Setiap orang tanpa kecuali menyukai hiburan. Dengan metode hibur, pembelajaran Bahasa Indonesia menjadi pembelajaran menarik.
Alasan kedua, dengan metode hibur tanpa terasa pembelajar sudah belajar secara mandiri dan efektif. Tanpa kita paksa untuk belajar, dengan sendirinya mereka sudah belajar.
Pembelajaran Bahasa Indonesia akan menjadi pembelajaraan yang menyenangkan, santai tapi serius, serius tapi santai, seperti sudah disarikan Gadamer.
Alasan ketiga, proses belajar mengajar yang baik adalah proses yang menempatkan pembelajar sebagai pusat pembelajaran.
Dalam bahasa kurikulum dan pedagogi, hal ini dikenal sebagai student-centered learning (Barr dan Tagg, 1995).
Baca juga: Hardiknas 2020, Chelsea Islan Lakukan Ini demi Siswa Indonesia Timur
Tugas pengajar sebagai motivator dan fasilitator. Melalui metode hibur pembelajar tanpa terasa terlibat aktif, bersemangat belajar, dan menjadi pusat pembelajaran di tengah rangkaian proses belajar mengajar.
Tugas pengajar adalah mengarahkan pembelajar agar tetap berada dalam koridor capaian pembelajaran.
Alasan terakhir, metode hibur penting bagi pembelajaran Bahasa Indonesia karena adanya proses katarsis yang dipahami secara luas sebagai proses penyucian dan penyegaran .
Diibaratkan ketika kita baru saja keluar dari pintu bioskop setelah menonton film, ada kesan yang tertinggal di jiwa kita, ada pesan moral yang dapat mengubah dan menyucikan jiwa kita menjadi sosok yang lebih baik, betapapun sementara sifatnya.
Dengan metode hibur, setelah keluar dari pintu kelas atau tinggalkan forum/ kelas daring, pembelajar akan memiliki pengetahuan dan pengalaman baru yang berkesan tentang penyadaran diri untuk peduli, cinta, dan bangga pada bahasa Indonesia.
Jika mengacu pada buku karya Timothy D. Walker, Teach like Finlandia, pertama, seorang guru yang menggugah dan menggairahkan muridnya haruslah menawarkan pilihan.
Sebelum pembelajaran mandiri (saat belajar di tengah pandemi Covid-19) dimulai, seorang guru/ dosen sebaiknya menawarkan pilihan berupa tugas-tugas yang disesuaikan dengan minat siswa/ mahasiswa.
Jika dihubungkan dengan Program Merdeka Belajar gagasan Menteri Pendidikan dan Kebudayaan Republik Indonesia, ini merupakan pilihan bebas yang dapat diberikan kepada murid agar sesuai dengan minat dan karakter mereka.
Ingat, tugas guru tidak hanya menjalankan kurikulum, tetapi juga menjadi penghubung antara kurikulum dan minat siswa.
Sebagian pengajar menerapkan metode pengajaran konservatif.
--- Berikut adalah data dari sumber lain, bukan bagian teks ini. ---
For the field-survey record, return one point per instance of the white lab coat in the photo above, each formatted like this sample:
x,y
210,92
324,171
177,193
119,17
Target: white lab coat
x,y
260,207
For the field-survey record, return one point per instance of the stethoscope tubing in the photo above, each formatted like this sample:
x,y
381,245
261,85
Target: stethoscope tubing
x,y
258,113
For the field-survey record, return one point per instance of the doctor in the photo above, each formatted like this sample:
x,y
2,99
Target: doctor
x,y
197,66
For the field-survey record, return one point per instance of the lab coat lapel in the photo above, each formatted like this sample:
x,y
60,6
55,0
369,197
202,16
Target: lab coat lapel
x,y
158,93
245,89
Mereka memberikan instruksi step-by-step sehingga mahasiswa bagaikan disuap dengan sendok. Padahal, setiap orang memiliki cara belajar yang berbeda-beda.
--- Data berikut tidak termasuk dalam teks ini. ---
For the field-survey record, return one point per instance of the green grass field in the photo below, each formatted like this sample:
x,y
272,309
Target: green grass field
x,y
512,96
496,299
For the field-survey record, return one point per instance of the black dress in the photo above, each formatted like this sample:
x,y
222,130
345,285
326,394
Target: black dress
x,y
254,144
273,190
Henry Gardner menjelaskan hal tersebut melalui teori multiple intelligences. Sebagian besar orang tidak dapat mengikuti dengan optimal berbagai kecerdasan yang diajarkan di institusi pendidikan (termasuk kemampuan verbal/linguistik dan logika/matematika).
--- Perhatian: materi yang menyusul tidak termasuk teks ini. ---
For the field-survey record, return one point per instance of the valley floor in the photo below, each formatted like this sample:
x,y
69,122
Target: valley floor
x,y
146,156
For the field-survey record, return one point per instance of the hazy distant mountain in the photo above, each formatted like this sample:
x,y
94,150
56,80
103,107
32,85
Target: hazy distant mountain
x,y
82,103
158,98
Kedua, membuat rencana bersama siswa. Libatkan siswa kita saat kita merencanakan pembelajaran yang akan dilakukan.
Perencanaan arah dan proses pembelajaran, tidak semata-mata tanggung jawab guru, tetapi juga siswa (dan juga diketahui oleh orang tua). Dengan demikian, melalui perencanaan bersama ini dapat sekaligus menjadi ajang pengembangan potensi atau bakat siswa.
Ketiga, memanfaatkan teknologi. Selama masa pembatasan sosial berskala besar (PSBB) ini, beberapa aplikasi mengajar secara daring dapat digunakan seperti Google Classroom, Microsoft Team, dan Zoom Meeting.
Kunci keberhasilan pembelajaran dengan pemanfaatan teknologi ini berada di tangan seorang guru.
Baca juga: Hardiknas 2020, ITB Luncurkan LMS Edunex untuk Dukung Kuliah Daring
Keempat, mendiskusikan nilai. Bagi sebagian guru, memberikan nilai adalah hak “prerogatif”. Padahal, bagi beberapa siswa, nilai berhubungan dengan harga diri. Akan lebih menggembirakan jika nilai dapat didiskusikan antara guru dan siswa.
Ini memberikan kebebasan kepada siswa untuk menentukan pilihannya sendiri berdasarkan minat dan karakter siswa. Melalui diskusi pribadi, kita dapat memberikan dukungan dan pemahaman yang lebih baik bagi tercapainya tujuan pembelajaran.